Snakemake Workflow Usage Guide¶

The MPP package includes a Snakemake workflow that automates lumping and plot generation across multiple molecular systems and kernel configurations.

Prerequisites¶

Snakemake installed in the environment
MPP installed (the workflow uses the mpp.yml conda environment spec in workflow/)
Input data organized as described below

Directory Structure¶

Copy the workflow/ directory into your working directory alongside your data:

<workdir>/
├── workflow/
│   ├── Snakefile
│   ├── lumpings.yml
│   ├── mpp.yml
│   └── ...
└── example/                    # data root (configurable)
    └── <SystemName>/
        ├── input/
        │   ├── config.yml
        │   ├── traj            # microstate trajectory
        │   └── feature_traj   # multi-feature trajectory
        └── results/
            └── <lumping>/
                ├── Z.npy
                └── *.pdf

The data_root defaults to "example" and can be overridden from the command line without editing the Snakefile:

snakemake --config data_root=mydata ...

Configuration Files¶

Per-system config: `<data_root>/<SystemName>/input/config.yml`¶

Specifies input file paths and lumping parameters. See docs/usage_cli.md for the full key reference.

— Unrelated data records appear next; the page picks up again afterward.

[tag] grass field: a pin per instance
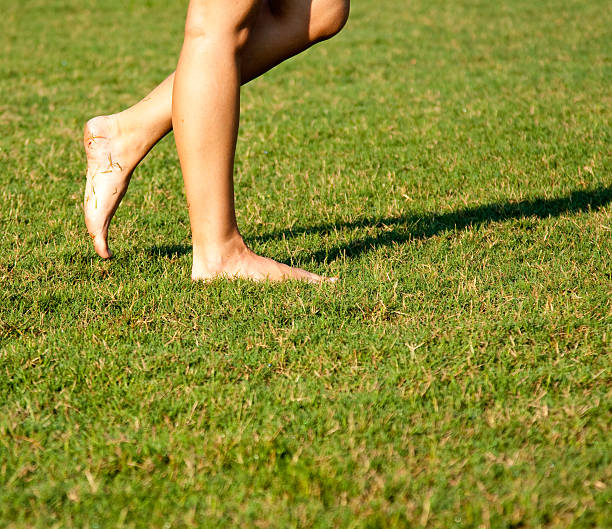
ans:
(449, 161)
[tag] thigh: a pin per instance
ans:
(221, 14)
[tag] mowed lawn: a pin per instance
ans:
(450, 162)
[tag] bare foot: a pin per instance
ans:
(245, 264)
(111, 159)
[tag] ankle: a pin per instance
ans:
(217, 255)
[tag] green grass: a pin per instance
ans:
(449, 161)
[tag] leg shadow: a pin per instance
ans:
(403, 228)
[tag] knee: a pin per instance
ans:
(330, 17)
(211, 20)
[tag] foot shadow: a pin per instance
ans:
(169, 250)
(404, 228)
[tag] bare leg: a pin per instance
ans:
(116, 144)
(205, 115)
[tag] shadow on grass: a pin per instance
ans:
(403, 228)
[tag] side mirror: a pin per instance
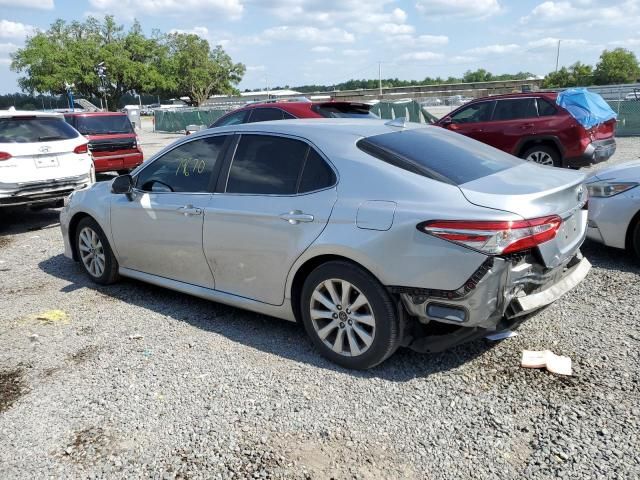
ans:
(122, 184)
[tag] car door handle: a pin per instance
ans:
(190, 210)
(296, 216)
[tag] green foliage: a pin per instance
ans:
(70, 52)
(617, 66)
(578, 74)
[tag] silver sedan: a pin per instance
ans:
(374, 235)
(614, 207)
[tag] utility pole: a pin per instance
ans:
(558, 55)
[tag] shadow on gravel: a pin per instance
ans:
(277, 337)
(17, 220)
(609, 258)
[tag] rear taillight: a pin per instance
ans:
(84, 148)
(495, 238)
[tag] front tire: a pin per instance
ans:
(349, 315)
(543, 155)
(94, 252)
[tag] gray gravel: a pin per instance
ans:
(139, 381)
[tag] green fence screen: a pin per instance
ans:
(177, 120)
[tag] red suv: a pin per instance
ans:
(112, 141)
(533, 127)
(283, 110)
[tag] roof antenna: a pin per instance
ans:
(397, 122)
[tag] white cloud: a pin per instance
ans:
(308, 34)
(458, 8)
(39, 4)
(396, 28)
(9, 29)
(422, 56)
(232, 9)
(349, 52)
(584, 12)
(494, 49)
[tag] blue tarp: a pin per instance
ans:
(588, 108)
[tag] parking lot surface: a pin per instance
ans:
(132, 380)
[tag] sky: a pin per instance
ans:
(297, 42)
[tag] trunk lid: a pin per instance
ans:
(533, 191)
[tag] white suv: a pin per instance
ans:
(42, 158)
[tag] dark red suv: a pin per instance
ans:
(533, 127)
(283, 110)
(112, 141)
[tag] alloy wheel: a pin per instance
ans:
(540, 157)
(91, 252)
(342, 317)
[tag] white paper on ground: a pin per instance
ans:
(500, 335)
(546, 359)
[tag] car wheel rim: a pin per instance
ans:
(342, 317)
(543, 158)
(91, 252)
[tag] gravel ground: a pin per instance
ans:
(132, 380)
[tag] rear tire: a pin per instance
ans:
(364, 331)
(543, 155)
(94, 252)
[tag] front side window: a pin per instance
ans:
(271, 165)
(265, 114)
(235, 118)
(515, 109)
(185, 169)
(477, 112)
(30, 129)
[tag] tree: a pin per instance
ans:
(617, 66)
(200, 72)
(578, 74)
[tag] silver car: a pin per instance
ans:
(374, 235)
(614, 207)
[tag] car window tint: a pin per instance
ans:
(235, 118)
(265, 164)
(265, 114)
(545, 109)
(515, 109)
(477, 112)
(35, 129)
(316, 175)
(186, 168)
(438, 154)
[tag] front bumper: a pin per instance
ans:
(596, 152)
(30, 193)
(501, 288)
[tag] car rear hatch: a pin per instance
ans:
(532, 191)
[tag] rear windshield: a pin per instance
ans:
(103, 124)
(35, 129)
(344, 110)
(439, 154)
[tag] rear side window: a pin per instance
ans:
(343, 110)
(103, 124)
(235, 118)
(35, 129)
(545, 109)
(477, 112)
(265, 114)
(439, 154)
(515, 109)
(268, 165)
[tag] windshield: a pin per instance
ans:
(34, 129)
(103, 124)
(439, 154)
(344, 110)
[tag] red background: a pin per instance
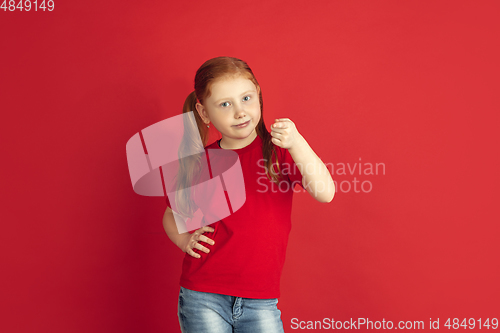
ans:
(413, 85)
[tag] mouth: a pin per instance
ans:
(242, 124)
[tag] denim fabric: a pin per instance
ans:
(201, 312)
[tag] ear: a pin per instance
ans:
(202, 112)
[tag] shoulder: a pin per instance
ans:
(213, 145)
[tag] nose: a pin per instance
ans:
(239, 111)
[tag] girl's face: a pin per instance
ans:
(233, 101)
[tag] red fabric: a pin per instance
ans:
(250, 245)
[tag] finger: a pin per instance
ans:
(276, 141)
(207, 240)
(208, 229)
(193, 254)
(201, 247)
(280, 125)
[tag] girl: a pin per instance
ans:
(230, 275)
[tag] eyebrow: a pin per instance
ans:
(221, 99)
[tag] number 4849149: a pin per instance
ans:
(27, 5)
(471, 323)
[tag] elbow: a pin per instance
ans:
(325, 199)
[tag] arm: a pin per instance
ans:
(171, 229)
(315, 176)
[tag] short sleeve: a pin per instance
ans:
(290, 169)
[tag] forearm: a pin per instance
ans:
(171, 229)
(315, 176)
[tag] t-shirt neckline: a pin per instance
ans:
(252, 144)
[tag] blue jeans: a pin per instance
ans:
(201, 312)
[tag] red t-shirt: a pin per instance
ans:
(250, 245)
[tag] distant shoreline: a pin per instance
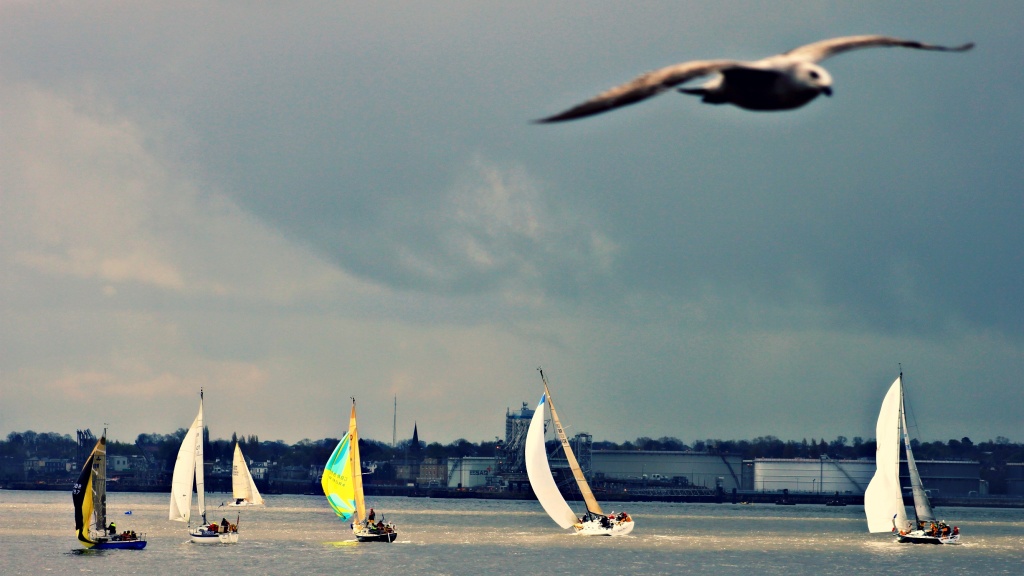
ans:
(729, 498)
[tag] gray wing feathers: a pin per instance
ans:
(822, 49)
(641, 88)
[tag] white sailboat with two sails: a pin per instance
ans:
(243, 486)
(188, 466)
(884, 497)
(594, 522)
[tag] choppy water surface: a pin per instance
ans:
(299, 535)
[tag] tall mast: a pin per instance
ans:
(588, 496)
(922, 506)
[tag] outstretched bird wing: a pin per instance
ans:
(822, 49)
(642, 87)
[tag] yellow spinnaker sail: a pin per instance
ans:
(82, 496)
(342, 481)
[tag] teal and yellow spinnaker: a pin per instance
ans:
(342, 480)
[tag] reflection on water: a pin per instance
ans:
(298, 534)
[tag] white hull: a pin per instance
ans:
(200, 536)
(921, 537)
(594, 528)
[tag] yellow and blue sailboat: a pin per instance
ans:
(342, 484)
(89, 496)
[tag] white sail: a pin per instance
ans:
(188, 465)
(922, 506)
(243, 487)
(884, 497)
(540, 472)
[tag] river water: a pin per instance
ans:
(300, 535)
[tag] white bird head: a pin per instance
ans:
(813, 76)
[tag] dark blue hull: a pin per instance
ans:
(120, 545)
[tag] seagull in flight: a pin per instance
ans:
(784, 81)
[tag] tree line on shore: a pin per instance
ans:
(161, 450)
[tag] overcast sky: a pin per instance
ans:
(291, 204)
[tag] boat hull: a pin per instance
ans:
(209, 537)
(119, 545)
(595, 528)
(920, 537)
(376, 537)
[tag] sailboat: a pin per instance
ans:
(342, 484)
(594, 522)
(188, 466)
(89, 496)
(243, 488)
(884, 497)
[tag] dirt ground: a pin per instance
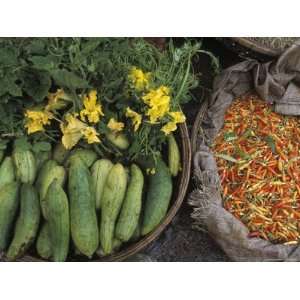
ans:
(179, 242)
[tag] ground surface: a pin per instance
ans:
(180, 242)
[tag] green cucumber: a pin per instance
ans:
(113, 195)
(7, 171)
(100, 171)
(132, 205)
(9, 203)
(43, 244)
(158, 197)
(57, 211)
(27, 223)
(84, 225)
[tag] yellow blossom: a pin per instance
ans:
(169, 127)
(178, 117)
(36, 120)
(91, 135)
(72, 131)
(151, 171)
(159, 102)
(139, 79)
(136, 118)
(91, 110)
(57, 100)
(114, 125)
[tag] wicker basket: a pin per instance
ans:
(249, 48)
(180, 188)
(197, 136)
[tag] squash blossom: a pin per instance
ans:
(159, 102)
(36, 120)
(91, 110)
(91, 135)
(136, 118)
(72, 131)
(114, 125)
(177, 117)
(139, 79)
(57, 100)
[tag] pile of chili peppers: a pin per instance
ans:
(258, 158)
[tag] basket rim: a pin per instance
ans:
(136, 247)
(254, 46)
(197, 125)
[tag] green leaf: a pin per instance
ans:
(46, 63)
(8, 85)
(41, 147)
(8, 57)
(36, 46)
(22, 144)
(36, 84)
(90, 45)
(227, 157)
(66, 79)
(3, 144)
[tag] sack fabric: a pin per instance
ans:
(276, 82)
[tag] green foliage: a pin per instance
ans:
(30, 68)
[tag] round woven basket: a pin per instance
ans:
(180, 185)
(197, 136)
(246, 47)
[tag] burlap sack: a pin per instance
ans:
(275, 82)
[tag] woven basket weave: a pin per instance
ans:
(180, 187)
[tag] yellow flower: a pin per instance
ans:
(91, 110)
(72, 131)
(139, 79)
(151, 171)
(178, 117)
(169, 127)
(57, 100)
(159, 102)
(91, 135)
(114, 125)
(136, 118)
(36, 120)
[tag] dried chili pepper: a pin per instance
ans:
(261, 184)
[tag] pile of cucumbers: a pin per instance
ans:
(77, 203)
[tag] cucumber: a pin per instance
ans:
(53, 173)
(132, 205)
(120, 140)
(25, 164)
(84, 225)
(158, 197)
(115, 247)
(27, 223)
(173, 155)
(43, 244)
(57, 208)
(87, 155)
(45, 170)
(9, 203)
(100, 171)
(41, 158)
(137, 232)
(113, 195)
(60, 153)
(7, 172)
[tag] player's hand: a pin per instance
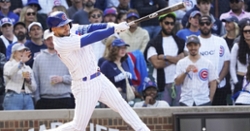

source: example/SampleSystem/input

microstate_trajectory: traj
multi_feature_trajectory: feature_traj

lagtime: 20
pop_thr: 0.15
q_min: 0.5
frame_length: 0.2  # in ns / frame — required

Lumping definitions: `workflow/lumpings.yml`¶

Defines named lumping configurations. Each entry maps a lumping key to kernel_similarity (d) and feature_kernel (g) values.

t:
  kernel_similarity: T
  feature_kernel: none

kl:
  kernel_similarity: KL
  feature_kernel: none

t_js:
  kernel_similarity: T
  feature_kernel: JS

kl_js:
  kernel_similarity: KL
  feature_kernel: JS

js:
  kernel_similarity: none
  feature_kernel: JS

These keys become the {lumping} wildcard in Snakemake rules.

Workflow Rules¶

`gen_Z` — Run lumping and save Z matrix¶

Produces <data_root>/{system}/results/{lumping}/Z.npy.

Invokes:

python -m MPP.run {config} {d} {g} -Z {output}

`plot` — Generate a single plot¶

Produces <data_root>/{system}/results/{lumping}/{plot}.{ext} where {ext} is pdf or png.

Invokes:

python -m MPP.run {config} {d} {g} -Z {Z} -p {plot} -o {output}

`plot_all` — Generate all standard plots¶

Collects: sankey, dendrogram, ck_test, timescales, contacts, macrotraj, state_network, transition_matrix, transition_time in both pdf and png formats, plus macrostate_trajectory.txt. Most plots require only the microstate trajectory and feature trajectory. The contacts plot additionally requires cluster_file to be set in the system config — if absent, the rule will fail for that plot.

`plot_all_rmsd` — Generate RMSD plots¶

Collects: rmsd, delta_rmsd in both pdf and png formats. Requires topology_file and xtc_file in the system config.

`rmsd_CA` / `rmsd_feature` — Compute RMSD¶

Produces RMSD .npy and mean frame index .ndx files. Requires topology_file and xtc_file to be set in the system config.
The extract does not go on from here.